Apparently there is a great principle to be learned from this, and this will become clear after we introduce another subject which we learn from the Menorah.
It is known that the vessels of the Mishkan point to different principles in Am Israel. The altar exemplifies service and sacrifice, the Ark embodies the Torah, the shulchan (table) indicates blessing and livelihood ("He who wishes to become rich should go north" - the table is at the north of the Mishkan). When we attempt to understand the significance of the Menorah, there is a sense of redundancy, since the Menorah signifies the wisdom of the Torah and this already exists in the Ark of the Covenant. In HaEmek Davar at the beginning of our parsha, the Natziv explains at length the relationship between the Aron and the Menorah, and concludes that the Aron represents the written Torah and its passing down from Sinai, whereas the light of the Menorah symbolizes the capability of deep analysis and innovation which spring from diligent study of the holy Torah, and this leads to new perspectives on halacha and phenomenal works of Talmidei Chachamim. It is highly recommended to see the wonderful words of the Natziv. (Innovation - chidush - means learning new dimensions from the classic Jewish sources according to sanctioned guidelines. "Innovation" does not mean modern inventions and deviations with no basis in halacha!)
Now we see that the Menorah symbolizes the wisdom of the oral Torah, and especially the spark of innovation and the labor of the Torah scholars delving in it.
According to this principle, we can explain that the progression in the command regarding the Menorah expresses the process which a Torah scholar experiences when he studies the oral Torah.

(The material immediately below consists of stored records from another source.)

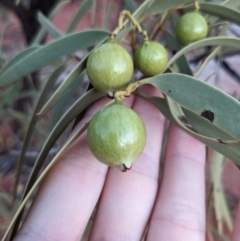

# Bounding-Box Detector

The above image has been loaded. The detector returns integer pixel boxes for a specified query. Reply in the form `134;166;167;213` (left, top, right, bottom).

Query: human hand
13;86;240;241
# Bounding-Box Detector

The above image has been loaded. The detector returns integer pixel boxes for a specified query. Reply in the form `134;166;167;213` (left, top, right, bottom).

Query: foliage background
0;0;240;240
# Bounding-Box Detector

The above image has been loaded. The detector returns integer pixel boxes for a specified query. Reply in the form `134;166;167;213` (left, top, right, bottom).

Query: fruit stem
194;0;200;11
114;82;142;101
110;10;148;41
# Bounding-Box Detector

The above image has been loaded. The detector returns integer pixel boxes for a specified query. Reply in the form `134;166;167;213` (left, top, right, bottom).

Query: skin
14;86;240;241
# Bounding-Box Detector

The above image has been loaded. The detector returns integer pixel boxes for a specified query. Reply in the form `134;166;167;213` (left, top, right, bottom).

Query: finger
15;96;135;241
147;124;206;241
232;201;240;240
89;85;166;241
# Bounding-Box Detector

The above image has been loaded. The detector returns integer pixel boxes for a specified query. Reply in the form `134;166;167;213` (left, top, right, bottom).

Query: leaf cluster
1;0;240;240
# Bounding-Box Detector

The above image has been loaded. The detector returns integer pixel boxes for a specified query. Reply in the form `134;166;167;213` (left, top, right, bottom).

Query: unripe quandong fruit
87;102;146;170
134;41;168;77
86;39;134;92
175;11;208;45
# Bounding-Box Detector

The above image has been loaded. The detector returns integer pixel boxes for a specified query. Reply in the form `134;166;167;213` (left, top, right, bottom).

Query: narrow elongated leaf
0;30;110;87
195;47;221;78
103;0;115;29
1;82;21;108
166;96;239;145
17;91;35;100
210;151;233;233
117;0;191;40
7;109;29;123
0;47;40;74
12;65;66;202
37;11;62;38
162;29;194;141
38;56;88;115
67;0;96;33
166;37;240;71
50;71;86;129
142;73;240;141
31;1;68;45
24;89;105;199
144;0;191;17
222;0;240;10
124;0;138;12
148;97;240;165
198;3;240;25
163;30;192;75
9;89;105;240
6;122;90;241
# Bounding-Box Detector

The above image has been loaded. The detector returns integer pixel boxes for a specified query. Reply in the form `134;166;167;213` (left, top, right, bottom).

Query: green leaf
144;0;191;18
7;121;90;241
7;109;29;123
1;82;22;108
30;1;68;45
0;30;110;87
210;151;233;233
198;2;240;25
67;0;96;33
166;37;240;72
124;0;138;12
148;96;240;165
50;71;86;129
24;89;105;199
12;65;66;202
163;30;192;75
142;73;240;141
38;56;88;115
222;0;240;10
10;89;105;240
116;0;191;40
0;193;20;221
195;46;221;78
103;0;115;29
0;47;40;74
37;11;62;38
166;95;239;145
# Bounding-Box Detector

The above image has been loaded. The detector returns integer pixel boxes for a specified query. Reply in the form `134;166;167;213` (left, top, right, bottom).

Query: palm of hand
14;86;240;241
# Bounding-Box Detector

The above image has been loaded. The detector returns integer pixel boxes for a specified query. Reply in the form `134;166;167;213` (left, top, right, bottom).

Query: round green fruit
87;102;146;170
134;41;168;77
86;39;134;92
175;11;208;45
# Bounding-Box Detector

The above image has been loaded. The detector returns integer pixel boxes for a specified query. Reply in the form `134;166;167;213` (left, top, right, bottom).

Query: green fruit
86;39;134;92
175;11;208;45
134;41;168;77
87;101;146;170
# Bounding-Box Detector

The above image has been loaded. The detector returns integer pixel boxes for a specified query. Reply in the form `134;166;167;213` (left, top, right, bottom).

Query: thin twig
194;0;199;11
110;10;148;41
152;10;172;40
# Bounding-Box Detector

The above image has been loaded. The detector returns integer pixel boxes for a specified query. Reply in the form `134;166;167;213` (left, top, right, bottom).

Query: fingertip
147;123;206;241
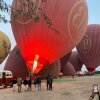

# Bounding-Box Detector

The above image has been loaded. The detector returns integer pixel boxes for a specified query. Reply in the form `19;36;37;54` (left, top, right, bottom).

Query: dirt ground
0;76;100;100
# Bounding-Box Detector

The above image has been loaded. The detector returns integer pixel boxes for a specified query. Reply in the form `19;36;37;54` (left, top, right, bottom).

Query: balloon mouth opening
32;54;40;71
27;54;49;73
31;54;44;73
87;67;95;73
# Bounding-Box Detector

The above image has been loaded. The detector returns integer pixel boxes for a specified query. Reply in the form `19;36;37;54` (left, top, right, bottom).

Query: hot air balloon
38;60;60;78
4;46;29;78
11;0;88;73
0;31;11;64
60;52;71;72
68;51;83;72
4;46;60;78
63;61;76;76
76;24;100;72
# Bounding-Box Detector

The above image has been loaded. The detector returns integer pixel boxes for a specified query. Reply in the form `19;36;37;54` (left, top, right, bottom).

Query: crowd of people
10;74;53;93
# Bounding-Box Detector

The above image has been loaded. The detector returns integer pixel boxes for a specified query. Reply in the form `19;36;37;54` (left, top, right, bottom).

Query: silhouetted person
37;75;42;91
72;74;75;79
46;74;50;90
49;76;53;90
23;78;28;92
2;72;6;88
46;74;53;90
12;78;17;92
34;76;37;89
27;76;32;91
17;76;22;93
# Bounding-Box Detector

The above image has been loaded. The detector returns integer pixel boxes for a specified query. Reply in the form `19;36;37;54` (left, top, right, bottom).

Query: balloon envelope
68;51;83;72
37;60;61;78
4;46;60;78
0;31;11;64
63;61;76;76
11;0;88;73
4;46;29;78
77;24;100;72
60;52;71;72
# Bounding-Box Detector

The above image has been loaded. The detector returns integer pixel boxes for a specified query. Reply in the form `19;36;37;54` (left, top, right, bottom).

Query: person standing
46;74;53;90
23;78;28;92
88;86;100;100
72;74;75;79
37;75;42;91
49;76;53;90
12;78;17;93
17;76;22;93
27;76;32;91
34;76;37;89
2;72;6;88
46;74;50;90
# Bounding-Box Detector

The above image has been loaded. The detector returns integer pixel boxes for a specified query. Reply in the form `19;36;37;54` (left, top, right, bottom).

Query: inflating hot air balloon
76;24;100;72
60;52;71;72
38;60;60;78
63;61;76;76
11;0;88;73
4;46;29;78
68;51;83;72
4;46;60;78
0;31;11;64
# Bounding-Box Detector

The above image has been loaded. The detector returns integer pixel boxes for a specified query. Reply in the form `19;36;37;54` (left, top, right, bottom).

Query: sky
0;0;100;71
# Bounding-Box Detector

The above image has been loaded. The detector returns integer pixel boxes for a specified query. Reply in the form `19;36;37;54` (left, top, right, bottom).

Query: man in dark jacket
46;74;53;90
23;78;28;92
27;76;32;91
49;76;53;90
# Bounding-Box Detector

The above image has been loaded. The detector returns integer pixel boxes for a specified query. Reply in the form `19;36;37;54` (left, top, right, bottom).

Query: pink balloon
63;61;76;76
77;24;100;72
60;52;71;72
4;46;29;78
68;51;83;72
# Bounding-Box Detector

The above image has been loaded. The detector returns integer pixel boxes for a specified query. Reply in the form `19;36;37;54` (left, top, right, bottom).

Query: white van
0;70;13;87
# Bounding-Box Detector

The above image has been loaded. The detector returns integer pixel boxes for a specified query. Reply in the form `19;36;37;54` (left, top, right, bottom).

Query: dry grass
0;76;100;100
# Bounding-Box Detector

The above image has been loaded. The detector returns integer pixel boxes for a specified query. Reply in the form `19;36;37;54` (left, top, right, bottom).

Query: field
0;76;100;100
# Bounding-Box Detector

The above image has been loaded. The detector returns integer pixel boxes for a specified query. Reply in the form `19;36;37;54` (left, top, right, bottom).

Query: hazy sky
0;0;100;71
87;0;100;24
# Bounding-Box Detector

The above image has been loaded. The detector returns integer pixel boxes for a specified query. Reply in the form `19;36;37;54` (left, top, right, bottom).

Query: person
49;76;53;90
37;75;42;91
2;72;6;88
34;76;37;89
46;74;50;90
12;78;17;93
88;86;100;100
27;76;32;91
72;74;75;79
46;74;53;90
17;76;22;93
23;78;28;92
88;92;100;100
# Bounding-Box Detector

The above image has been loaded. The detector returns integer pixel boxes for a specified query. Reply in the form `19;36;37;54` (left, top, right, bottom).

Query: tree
0;0;10;23
0;0;59;33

There is a famous expression in Chassidut and the Kabbalah called Chochmah Binah v'Da'at (wisdom, understanding and knowledge). These are three stations in progress and elevation which start with Chochmah – the first preliminary flash, the first encounter with the idea. It continues with Binah, the processing of the preliminary idea ("Binah – libah [lev=heart] and through it, the heart understands"). At this station, the scholar "digests" and processes the subject and strives to accommodate and accept it in his intellect. And then he reaches the last station, which is the culmination of the process: Da'at – as in "And the man (Adam) knew (yada=da'at) his wife Chava" – connection and identification with the idea, and the sense that it is literally part of him.
In Torah study we strive to attain Da'at, as we say: "Favor us with wisdom, understanding and knowledge" - intimate identification with the subjects we learn and internalizing the concept that Torah and its Mitzvot are our life and the length of our days.
Now, we can understand that the three commands regarding the lighting of the Menorah allude to this process:
At the beginning, "ner tamid." The first light, Chochmah, an idea which we hear and accept. Afterwards, we are already discussing the seven candles, the Menorah. And this is obligatory. We must demand to reach an understanding from the general principle to the details, while paying attention to the seven shafts, knobs and flowers. One labors to understand the broad concepts and the fine details, to be familiar with the system and to understand it well.
Afterwards, in "Beha'alotcha" we soar up to Da'at, as the Ramban says regarding the special command in our parsha: "And not without all the lamps lighting toward its face" – we cannot exempt the great quality of "all…toward its face (the center)." Everything turns toward the source, identifies with and includes itself in the source for all, and the understanding that everything begins with the word of HaShem which is revealed to us.
May we succeed in reaching, in our Torah study, to the level of Da'at, and through labor and understanding, achieve internalization and identification.